Each peer can chose its epoch as it sees fit, but it MUST remain constant for the duration of the connection, and the resulting timestamps MUST be positive integers. Plausible values for the epoch could be:

  • the beginning of the connection, i.e., the time at which the first packet for that connection was sent or received.
  • the time at which the first timestamp is sent.

Chosing values close to the beginning of the connection ensures that the timestamps value will be at most equal to the duration of the connection, which limits the amount of bytes required to encode the timestamps.

2.6. One-Way Delay Measurements

An endpoint generates a One Way Delay Sample on receiving a packet containing both a TIMESTAMP frame and an ACK frame that meets the following two conditions:

  • the largest acknowledged packet number is newly acknowledged, and
  • at least one of the newly acknowledged packets was ack-eliciting.

The One Way Delay sample, latest_1wd, is generated as the time elapsed since the largest acknowledged packet was sent, corrected for the difference between local time at the sending peer and connection time at the receiving peer, phase_shift.

latest_1wd = timestamp - send_time_of_largest_acked - phase_shift

By convention, the phase_shift is estimated upon reception of the first RTT sample, first_rtt.
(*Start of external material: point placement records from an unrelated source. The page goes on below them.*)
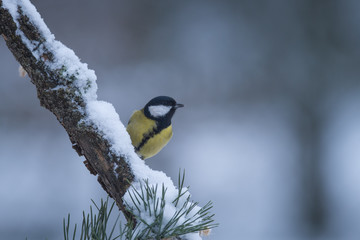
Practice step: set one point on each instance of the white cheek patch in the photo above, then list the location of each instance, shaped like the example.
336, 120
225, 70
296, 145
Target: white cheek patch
159, 111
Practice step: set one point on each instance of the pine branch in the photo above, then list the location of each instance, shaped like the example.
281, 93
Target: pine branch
67, 88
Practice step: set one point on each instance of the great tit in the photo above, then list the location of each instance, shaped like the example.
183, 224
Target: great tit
150, 128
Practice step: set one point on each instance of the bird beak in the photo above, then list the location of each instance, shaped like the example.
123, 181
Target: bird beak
178, 105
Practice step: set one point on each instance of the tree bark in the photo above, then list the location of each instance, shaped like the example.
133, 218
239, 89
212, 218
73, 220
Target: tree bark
114, 173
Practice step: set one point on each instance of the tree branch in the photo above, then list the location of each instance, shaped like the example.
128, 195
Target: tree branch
59, 92
67, 88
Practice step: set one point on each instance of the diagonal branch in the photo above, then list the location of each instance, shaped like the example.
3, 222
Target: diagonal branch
67, 88
64, 86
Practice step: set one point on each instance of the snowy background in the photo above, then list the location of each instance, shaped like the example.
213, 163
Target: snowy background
270, 131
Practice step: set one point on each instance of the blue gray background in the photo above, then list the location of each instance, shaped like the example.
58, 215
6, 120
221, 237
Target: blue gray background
270, 131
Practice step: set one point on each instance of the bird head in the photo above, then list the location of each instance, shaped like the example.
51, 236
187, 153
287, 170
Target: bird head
161, 108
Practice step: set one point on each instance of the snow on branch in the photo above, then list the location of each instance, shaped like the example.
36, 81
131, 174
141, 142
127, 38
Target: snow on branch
67, 88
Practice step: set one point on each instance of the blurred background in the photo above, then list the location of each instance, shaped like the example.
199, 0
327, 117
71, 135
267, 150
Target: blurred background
270, 131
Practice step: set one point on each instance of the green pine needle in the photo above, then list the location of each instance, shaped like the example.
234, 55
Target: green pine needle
95, 225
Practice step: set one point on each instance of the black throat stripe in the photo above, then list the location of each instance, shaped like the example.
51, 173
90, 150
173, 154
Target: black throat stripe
147, 137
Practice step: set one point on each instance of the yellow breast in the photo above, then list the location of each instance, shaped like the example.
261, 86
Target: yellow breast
144, 135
It is set to:

phase_shift = timestamp - send_time_of_largest_acked - latest_rtt/2

In that formula, we assume that the local time are measured in microseconds since the beginning of the connection. The formula does not depend on the choice of epoch by each peer, but simply of the hypothesis that delays on the data path and the return path are about equal.
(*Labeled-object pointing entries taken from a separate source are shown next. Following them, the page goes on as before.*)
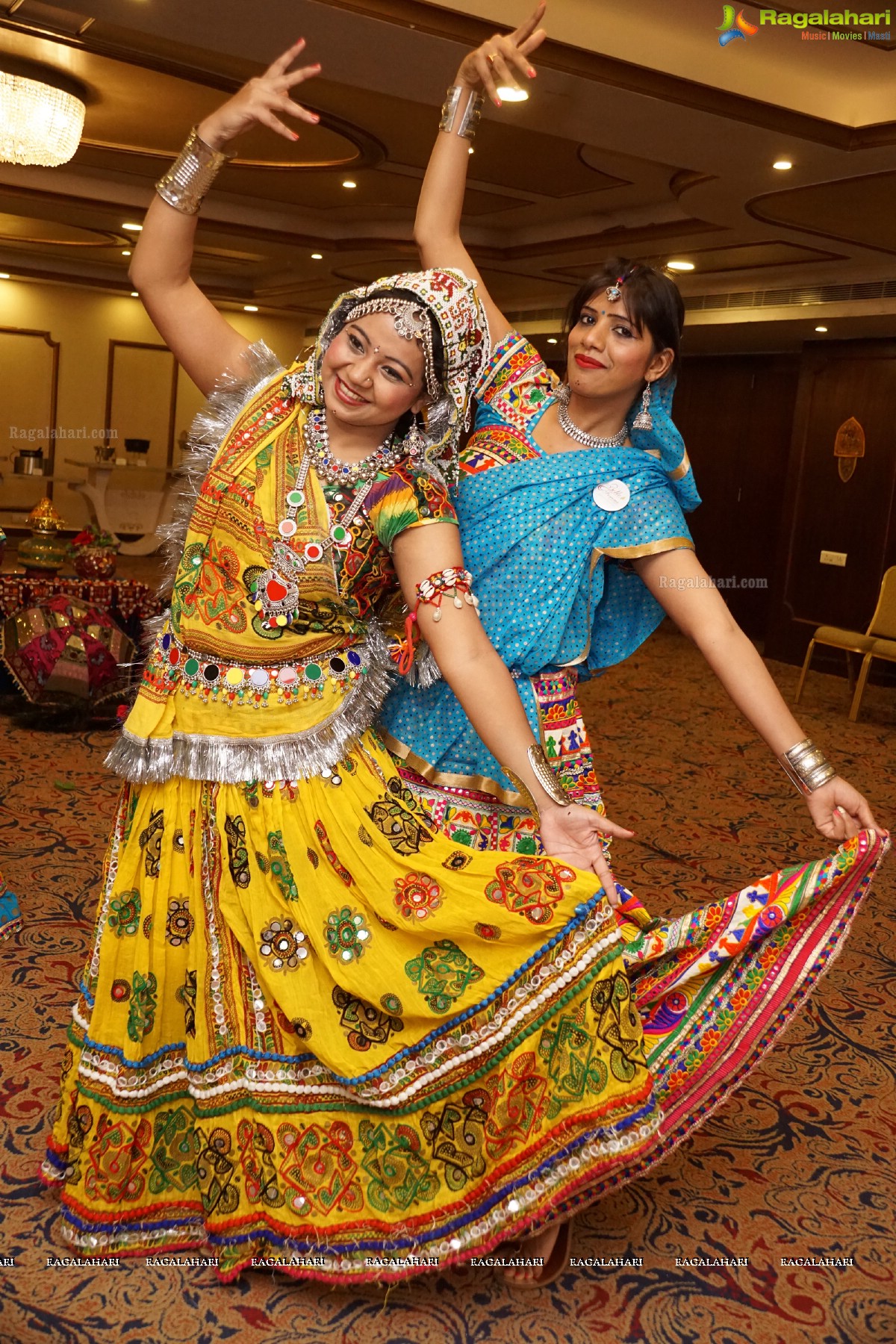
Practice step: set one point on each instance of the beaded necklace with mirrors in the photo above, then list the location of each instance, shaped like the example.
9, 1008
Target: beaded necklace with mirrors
276, 591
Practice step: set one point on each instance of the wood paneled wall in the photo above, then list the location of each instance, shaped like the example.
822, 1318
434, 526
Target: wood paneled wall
735, 414
824, 512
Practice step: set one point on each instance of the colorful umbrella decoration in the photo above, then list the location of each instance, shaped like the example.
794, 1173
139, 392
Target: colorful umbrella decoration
66, 651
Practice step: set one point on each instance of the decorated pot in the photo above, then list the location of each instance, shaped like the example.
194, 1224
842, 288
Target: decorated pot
43, 554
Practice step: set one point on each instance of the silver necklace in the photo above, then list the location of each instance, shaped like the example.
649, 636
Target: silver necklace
581, 436
334, 470
276, 591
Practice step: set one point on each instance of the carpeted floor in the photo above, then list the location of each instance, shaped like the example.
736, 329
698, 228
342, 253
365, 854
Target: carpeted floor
801, 1164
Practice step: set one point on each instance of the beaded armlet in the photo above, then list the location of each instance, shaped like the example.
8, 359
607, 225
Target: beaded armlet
454, 582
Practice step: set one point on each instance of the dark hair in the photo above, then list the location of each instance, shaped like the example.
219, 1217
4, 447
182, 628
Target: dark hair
652, 302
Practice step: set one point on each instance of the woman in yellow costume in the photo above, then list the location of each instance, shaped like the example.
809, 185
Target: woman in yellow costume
311, 1027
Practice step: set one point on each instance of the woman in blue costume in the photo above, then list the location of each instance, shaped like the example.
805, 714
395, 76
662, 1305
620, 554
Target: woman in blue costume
571, 510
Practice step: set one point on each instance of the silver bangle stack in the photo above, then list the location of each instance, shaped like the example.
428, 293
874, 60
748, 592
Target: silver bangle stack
806, 766
191, 175
467, 120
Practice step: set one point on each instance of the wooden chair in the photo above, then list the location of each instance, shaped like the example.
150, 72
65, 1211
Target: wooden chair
879, 650
879, 640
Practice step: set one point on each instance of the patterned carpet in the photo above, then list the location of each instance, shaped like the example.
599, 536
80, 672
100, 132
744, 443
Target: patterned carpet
801, 1164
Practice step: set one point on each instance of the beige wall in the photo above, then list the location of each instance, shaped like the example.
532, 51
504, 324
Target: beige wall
84, 322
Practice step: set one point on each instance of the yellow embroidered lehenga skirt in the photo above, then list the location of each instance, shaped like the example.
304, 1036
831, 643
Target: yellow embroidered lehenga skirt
314, 1028
714, 988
We understand that clocks may drift over time, and that simply estimating a phase shift at the beginning of a connection may be too simplistic for long duration connections. Implementations MAY adopt different strategies to reestimate the phase shift at appropriate intervals. Specifying these strategies is beyond the scope of this document.

3. Discussion

This document replaces an earlier proposal to modify the format of the ACK frame by including a timestamp inside the modified frame. The revised proposal encodes the timestamp independently of the ACK frame, which requires slightly more overhead to encode the type of the TIMESTAMP frame.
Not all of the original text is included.